The positions and motions of the stars in the analysis, mapped against the disk of the Milky Way, viewed from above (left) and side-on (right). (ESA/Gaia/DPAC, S. Payne-Wardenaar, E. Poggio et al., 2025)

It's only been in recent years that astronomers have started to piece together the three-dimensional architecture of the Milky Way galaxy.

That's largely thanks to Gaia, a space-based observatory that spent more than a decade mapping the three-dimensional positions of the galaxy's stars from its orbit around the Sun.

It wasn't just the positions, though. Gaia also collected data on how those stars are moving through the galaxy – information that reveals the ghosts of dead galaxies, for example, and ongoing gravitational interactions that are not obvious at a glance.

One other thing the Gaia data has been clarifying is that the Milky Way's disk is not serene and flat, but warped and corrugated at its extremities – possible evidence that something heavy took place in the galaxy's history.

In the new study, a team of astronomers led by Eloisa Poggio of the Italian National Institute for Astrophysics wanted to dig deeper into this strange behavior.

They turned to two types of stars: around 17,000 young giant stars, out to distances up to 23,000 light-years from the Solar System; and around 3,400 Cepheid variable stars, out to distances up to 49,000 light-years from the Solar System.

Since the Milky Way's stellar disk is about 100,000 light-years across, these samples provide good coverage of the disk.

Next, the researchers used data on these stars from DR3, Gaia's most recent data release at the time the research was being conducted, as well as other surveys to work out how these stars are moving in the Milky Way. Specifically, they were looking for vertical velocity, the signature that the disk of the Milky Way is moving up and down.

Here's where it gets really interesting. Both populations of stars showed the same coherent vertical pattern of movement, with alternating peaks and troughs, like ripples in a pond.

Also like ripples in a pond, the amplitude of these ripples increases with distance from the galactic center, reaching higher above and lower below the galactic plane at the outer reaches of the disk.

Compelling evidence for outward propagating ripples in the Milky Way. (ESA/Gaia/DPAC, S. Payne-Wardenaar, E. Poggio et al., 2025)

"This observed behavior is consistent with what we would expect from a wave," Poggio says.

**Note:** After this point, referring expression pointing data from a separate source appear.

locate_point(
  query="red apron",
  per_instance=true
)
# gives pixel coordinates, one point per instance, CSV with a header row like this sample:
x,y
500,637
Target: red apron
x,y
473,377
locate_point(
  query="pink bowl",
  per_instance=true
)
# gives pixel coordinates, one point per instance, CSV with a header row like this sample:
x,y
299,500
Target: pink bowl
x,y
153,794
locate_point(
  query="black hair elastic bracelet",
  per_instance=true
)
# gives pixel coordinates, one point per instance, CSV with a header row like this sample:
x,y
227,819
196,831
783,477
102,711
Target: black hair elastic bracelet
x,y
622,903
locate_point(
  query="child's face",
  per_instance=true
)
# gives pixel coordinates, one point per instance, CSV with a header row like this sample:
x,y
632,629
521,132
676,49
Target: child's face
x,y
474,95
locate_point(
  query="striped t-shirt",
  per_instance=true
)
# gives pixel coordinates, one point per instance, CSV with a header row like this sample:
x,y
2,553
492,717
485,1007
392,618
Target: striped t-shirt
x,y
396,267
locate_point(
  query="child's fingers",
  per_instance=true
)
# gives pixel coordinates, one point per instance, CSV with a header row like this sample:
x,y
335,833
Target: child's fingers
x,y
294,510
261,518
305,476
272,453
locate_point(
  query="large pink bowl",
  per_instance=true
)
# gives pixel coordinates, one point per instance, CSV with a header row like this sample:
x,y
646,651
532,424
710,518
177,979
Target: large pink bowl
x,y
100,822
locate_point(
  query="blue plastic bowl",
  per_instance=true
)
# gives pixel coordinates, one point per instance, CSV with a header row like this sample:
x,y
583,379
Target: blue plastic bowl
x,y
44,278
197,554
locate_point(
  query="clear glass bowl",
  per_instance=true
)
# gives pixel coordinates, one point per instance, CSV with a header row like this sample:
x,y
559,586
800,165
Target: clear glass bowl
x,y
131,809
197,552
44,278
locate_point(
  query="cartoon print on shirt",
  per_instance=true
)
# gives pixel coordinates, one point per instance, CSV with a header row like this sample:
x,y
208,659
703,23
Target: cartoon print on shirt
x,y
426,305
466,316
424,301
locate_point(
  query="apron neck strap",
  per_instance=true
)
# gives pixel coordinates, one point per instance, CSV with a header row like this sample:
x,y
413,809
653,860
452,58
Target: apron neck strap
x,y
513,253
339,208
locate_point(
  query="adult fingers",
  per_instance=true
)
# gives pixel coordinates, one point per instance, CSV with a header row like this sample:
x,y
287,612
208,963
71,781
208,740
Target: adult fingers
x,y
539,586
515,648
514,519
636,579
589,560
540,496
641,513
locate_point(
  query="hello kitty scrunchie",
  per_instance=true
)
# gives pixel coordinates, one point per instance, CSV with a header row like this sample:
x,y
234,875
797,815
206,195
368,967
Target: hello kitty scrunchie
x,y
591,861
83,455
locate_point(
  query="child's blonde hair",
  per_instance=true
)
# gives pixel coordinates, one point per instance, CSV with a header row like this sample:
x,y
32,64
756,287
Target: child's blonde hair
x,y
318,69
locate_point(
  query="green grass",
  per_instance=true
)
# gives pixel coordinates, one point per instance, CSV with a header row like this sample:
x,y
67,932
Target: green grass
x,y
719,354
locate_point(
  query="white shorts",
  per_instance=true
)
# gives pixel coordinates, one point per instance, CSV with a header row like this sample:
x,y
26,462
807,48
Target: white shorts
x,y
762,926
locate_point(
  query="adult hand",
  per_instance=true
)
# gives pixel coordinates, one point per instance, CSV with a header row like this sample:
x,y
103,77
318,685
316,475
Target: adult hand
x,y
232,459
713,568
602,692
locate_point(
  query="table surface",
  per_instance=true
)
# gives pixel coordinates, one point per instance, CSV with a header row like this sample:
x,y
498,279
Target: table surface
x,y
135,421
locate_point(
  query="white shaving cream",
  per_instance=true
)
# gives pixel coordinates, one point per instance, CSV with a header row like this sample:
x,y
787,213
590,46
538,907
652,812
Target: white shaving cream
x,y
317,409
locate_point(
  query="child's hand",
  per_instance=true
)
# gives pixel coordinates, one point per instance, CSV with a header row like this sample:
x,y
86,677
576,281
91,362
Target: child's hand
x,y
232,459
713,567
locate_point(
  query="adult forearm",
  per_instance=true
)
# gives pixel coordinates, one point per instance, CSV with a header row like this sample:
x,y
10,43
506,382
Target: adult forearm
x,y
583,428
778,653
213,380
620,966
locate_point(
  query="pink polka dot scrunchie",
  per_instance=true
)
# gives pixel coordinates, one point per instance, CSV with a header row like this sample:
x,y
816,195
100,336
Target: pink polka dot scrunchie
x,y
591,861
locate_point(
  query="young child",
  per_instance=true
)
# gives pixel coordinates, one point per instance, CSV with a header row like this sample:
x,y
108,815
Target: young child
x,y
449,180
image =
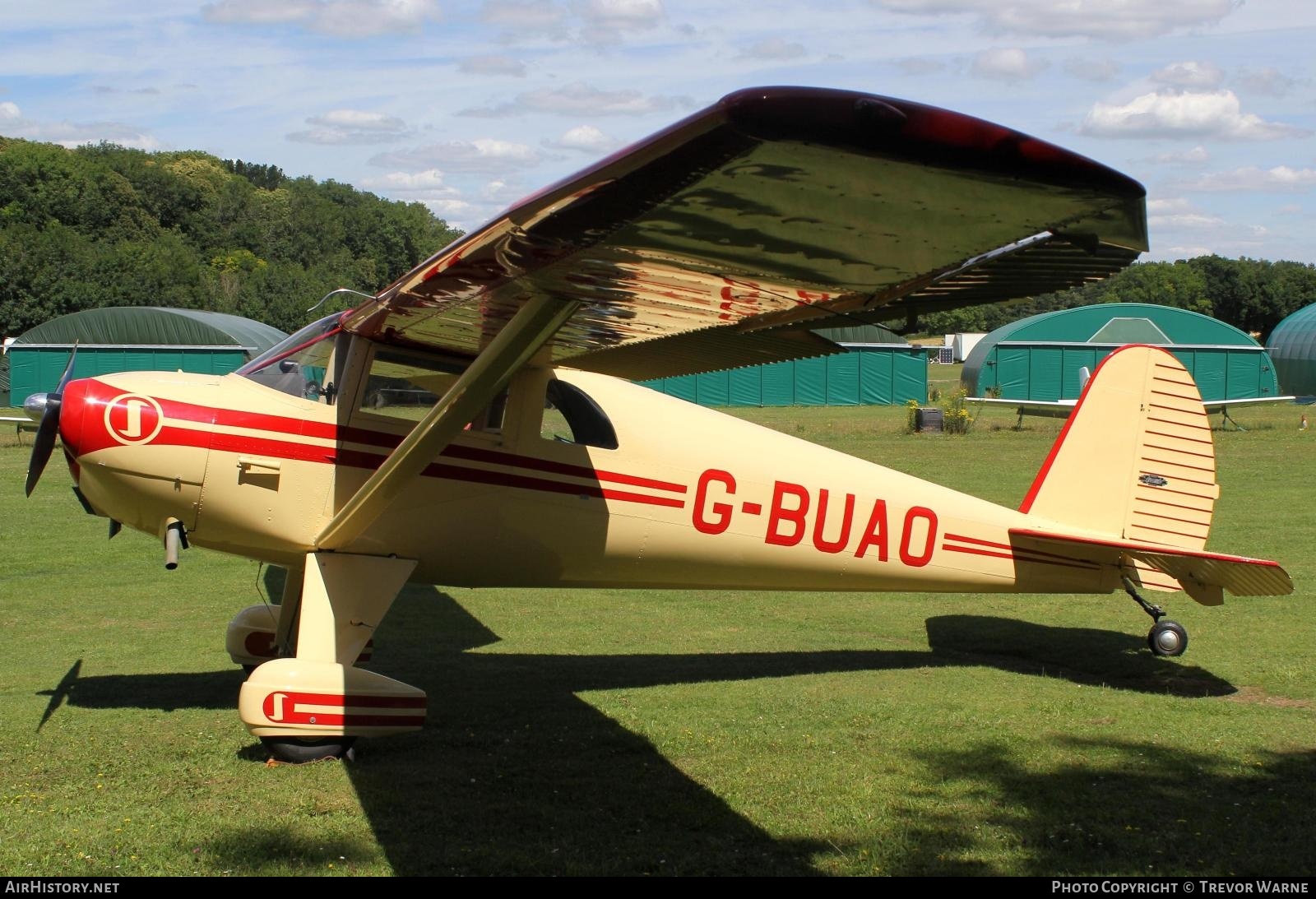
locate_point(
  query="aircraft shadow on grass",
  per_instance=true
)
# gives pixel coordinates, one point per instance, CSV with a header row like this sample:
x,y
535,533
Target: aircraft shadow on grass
x,y
517,774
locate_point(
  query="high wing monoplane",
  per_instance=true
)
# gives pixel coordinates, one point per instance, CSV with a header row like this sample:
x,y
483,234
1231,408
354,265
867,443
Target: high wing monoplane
x,y
474,425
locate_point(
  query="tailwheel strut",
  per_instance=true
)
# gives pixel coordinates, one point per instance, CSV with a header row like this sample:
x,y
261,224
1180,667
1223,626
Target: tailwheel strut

The researchers don't know exactly where the source of the wave lies or what caused it. The Sagittarius dwarf galaxy is one option. Another option is that it could be related to the recently discovered Radcliffe wave, which stretches 9,000 light-years down one of the Milky Way's spiral arms.

"However, the Radcliffe Wave is a much smaller filament, and located in a different portion of the galaxy's disk compared to the wave studied in our work," Poggio says. "The two waves may or may not be related. That's why we would like to do more research."

The next release of Gaia data, DR4, is expected to drop in December 2026. The team hopes to revisit their strange ripple with a much larger dataset to really get to the bottom of what makes our galaxy shimmy in the sky.

The research has been published in Astronomy & Astrophysics.